Older worker can sue for ‘hostile environment’ at work

A 65-year-old salesman at a Chevrolet dealership who claimed he quit his job because he was verbally abused and intimidated at work can sue for age discrimination, according to a federal appeals court in New Orleans.

Even though the employee wasn’t fired or demoted, and didn’t suffer any other sort of specific adverse job action, he can still sue if his employer allowed a “hostile environment” at work such that keeping his job was intolerable, the court said.

The man claimed he was repeatedly called “pops” and “old man,” was the subject of profanities, and was treated with extreme disrespect because of his age.

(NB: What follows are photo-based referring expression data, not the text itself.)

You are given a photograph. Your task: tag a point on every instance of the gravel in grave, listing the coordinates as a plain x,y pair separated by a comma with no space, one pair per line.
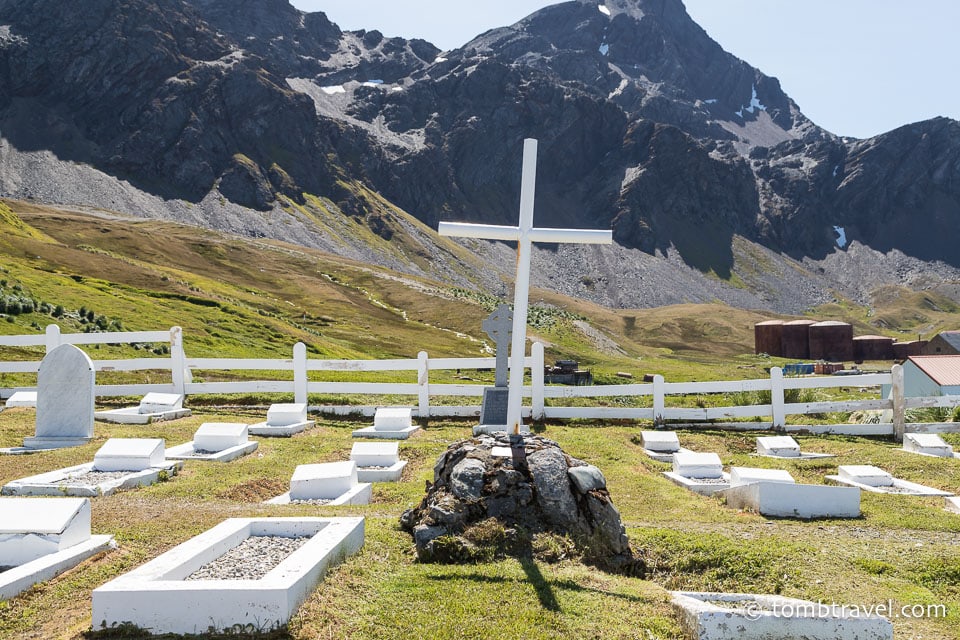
900,490
250,560
201,453
96,478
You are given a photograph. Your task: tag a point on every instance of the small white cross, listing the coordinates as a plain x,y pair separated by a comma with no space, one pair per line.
524,234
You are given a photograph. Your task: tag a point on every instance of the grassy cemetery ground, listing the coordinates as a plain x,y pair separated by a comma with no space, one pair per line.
903,549
239,298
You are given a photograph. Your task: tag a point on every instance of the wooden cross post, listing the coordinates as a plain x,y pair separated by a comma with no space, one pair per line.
524,234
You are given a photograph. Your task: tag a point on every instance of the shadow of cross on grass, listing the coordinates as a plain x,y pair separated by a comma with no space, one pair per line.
544,587
541,585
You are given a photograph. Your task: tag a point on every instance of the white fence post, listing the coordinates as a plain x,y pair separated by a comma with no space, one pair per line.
896,395
178,360
659,402
53,337
536,381
423,379
300,373
776,398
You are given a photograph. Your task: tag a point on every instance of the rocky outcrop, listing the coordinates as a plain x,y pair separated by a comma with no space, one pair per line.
645,124
496,495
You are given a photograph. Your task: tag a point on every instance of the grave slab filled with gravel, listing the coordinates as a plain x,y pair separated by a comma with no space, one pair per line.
251,559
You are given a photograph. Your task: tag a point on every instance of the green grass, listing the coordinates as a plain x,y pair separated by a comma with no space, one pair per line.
242,298
904,549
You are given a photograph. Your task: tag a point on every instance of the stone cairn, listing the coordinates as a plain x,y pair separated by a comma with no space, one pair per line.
497,495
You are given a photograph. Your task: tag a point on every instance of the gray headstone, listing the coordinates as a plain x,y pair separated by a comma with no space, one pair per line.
65,399
499,326
493,411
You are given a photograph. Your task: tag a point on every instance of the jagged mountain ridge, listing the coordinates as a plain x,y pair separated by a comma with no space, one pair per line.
699,162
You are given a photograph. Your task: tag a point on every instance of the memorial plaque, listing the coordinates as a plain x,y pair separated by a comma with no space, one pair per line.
495,404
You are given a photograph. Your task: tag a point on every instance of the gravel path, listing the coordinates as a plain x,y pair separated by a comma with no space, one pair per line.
250,560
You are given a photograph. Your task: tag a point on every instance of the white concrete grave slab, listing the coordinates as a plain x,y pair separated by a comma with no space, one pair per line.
953,504
927,444
377,461
129,454
154,407
283,420
700,472
22,399
159,597
215,441
870,478
716,616
334,483
41,538
121,463
65,398
749,475
661,445
390,423
784,447
790,500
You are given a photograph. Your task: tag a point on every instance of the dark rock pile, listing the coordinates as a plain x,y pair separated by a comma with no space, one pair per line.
496,495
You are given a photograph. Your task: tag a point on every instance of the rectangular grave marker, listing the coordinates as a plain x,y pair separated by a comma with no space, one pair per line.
217,436
156,596
65,399
41,538
377,461
778,446
930,444
284,419
390,423
129,454
748,475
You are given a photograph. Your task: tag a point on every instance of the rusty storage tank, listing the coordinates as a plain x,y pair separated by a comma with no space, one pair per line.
767,336
903,350
831,340
872,348
795,339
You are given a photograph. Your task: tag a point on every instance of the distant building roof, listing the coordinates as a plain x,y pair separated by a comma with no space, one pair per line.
944,370
952,338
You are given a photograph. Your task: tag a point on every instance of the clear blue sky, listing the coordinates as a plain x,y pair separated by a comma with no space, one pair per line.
855,67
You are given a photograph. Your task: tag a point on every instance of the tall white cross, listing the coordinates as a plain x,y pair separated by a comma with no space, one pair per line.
524,235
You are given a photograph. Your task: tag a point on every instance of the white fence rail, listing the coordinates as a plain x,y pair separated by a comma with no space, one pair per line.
654,393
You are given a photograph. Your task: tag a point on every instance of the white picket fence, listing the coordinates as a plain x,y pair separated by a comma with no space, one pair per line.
538,393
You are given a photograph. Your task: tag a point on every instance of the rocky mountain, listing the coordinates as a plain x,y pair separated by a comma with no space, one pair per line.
254,117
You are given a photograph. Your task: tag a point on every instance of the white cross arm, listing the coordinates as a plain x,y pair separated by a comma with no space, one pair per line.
575,236
499,232
484,231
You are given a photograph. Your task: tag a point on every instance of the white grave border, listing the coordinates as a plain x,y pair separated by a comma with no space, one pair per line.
57,483
286,426
376,472
155,595
18,579
756,617
188,450
908,488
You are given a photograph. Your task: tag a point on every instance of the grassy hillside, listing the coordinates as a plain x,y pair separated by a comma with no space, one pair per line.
241,297
255,298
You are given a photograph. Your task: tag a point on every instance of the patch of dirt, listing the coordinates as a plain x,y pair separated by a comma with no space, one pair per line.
256,490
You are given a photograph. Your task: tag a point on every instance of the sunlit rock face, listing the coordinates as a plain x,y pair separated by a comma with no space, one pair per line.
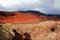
30,26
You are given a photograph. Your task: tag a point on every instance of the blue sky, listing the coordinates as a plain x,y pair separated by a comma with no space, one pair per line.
45,6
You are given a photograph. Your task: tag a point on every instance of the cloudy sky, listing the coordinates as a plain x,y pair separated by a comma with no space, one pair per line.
45,6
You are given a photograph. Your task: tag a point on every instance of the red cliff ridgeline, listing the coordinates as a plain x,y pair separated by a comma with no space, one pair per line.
21,17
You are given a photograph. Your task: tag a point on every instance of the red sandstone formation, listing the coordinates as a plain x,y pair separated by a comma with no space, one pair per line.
21,17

While the dealership didn’t actually fire the man because he was old, if it allowed him to be abused and mistreated in this way, it effectively fired him, according to the court.

The idea of a “hostile environment” lawsuit originated with sex harassment cases. Even after sex discrimination was outlawed in the 1960s, many people still believed that it was okay to engage in sexually inappropriate touching and comments at work, as long as the victim wasn’t actually fired or demoted. It wasn’t until the 1980s that the U.S. Supreme Court made clear that allowing a sexually hostile environment at work was a form of sex discrimination.

As to whether a “hostile environment” for older workers is a form of age discrimination, not every court thinks so, but a growing number of them are allowing this type of lawsuit.